"There are some new French pictures in the next room. Will you come and see them?"
"Thank you, I think I'll stay here," she said coldly.
He lingered another second or two, then departed. The girl drew a long breath, then instinctively turned her white neck to see if Naseby had really left her. Strange! he too, from far away, was looking round. In another moment he was making his way slowly back to her.
* * * * *
"Ah, there's Tressady! Now for news."
The remark was Naseby's. He and Lady Madeleine were, as it happened, inspecting the very French pictures that the girl had just refused to look at in Ancoats's company.
But now they hurried back to the main drawing-room where the Tressadys were already surrounded by an eager crowd.
"Eighteen majority," Tressady was saying. "The Socialists saved it at the last moment, after growling and threatening till nobody knew what was going to happen. Forty Ministerialists walked out, twenty more, at least, were away unpaired, and the Old Liberals voted against the Government to a man."

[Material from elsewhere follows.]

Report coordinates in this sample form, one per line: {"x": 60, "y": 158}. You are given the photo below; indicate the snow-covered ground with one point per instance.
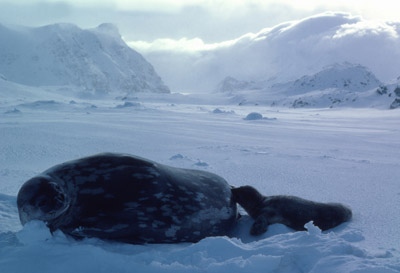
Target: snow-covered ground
{"x": 340, "y": 155}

"Oh! they'll go—they'll go on the next clause," said an elderly peer, whose ruddy face glowed with delight. "Serve them right, too! Maxwell's whole aim is revolution made easy. The most dangerous man we have had for years! Looks so precious moderate, too, all the time. Tell me how did Slade vote after all?"
And Tressady found himself buttonholed by one person after another; pressed for the events and incidents of the evening: how this person had voted, how that; how Ministers had taken it; whether, after this Pyrrhic victory there was any chance of the Bill's withdrawal, or at least of some radical modification in the coming clauses. Almost everyone in the crowded room belonged, directly or indirectly, to the governing political class. Barely three people among them could have given a coherent account of the Bill itself. But to their fathers and brothers and cousins would belong the passing or the destroying of it. And in this country there is no game that amuses so large a number of intelligent people as the political game.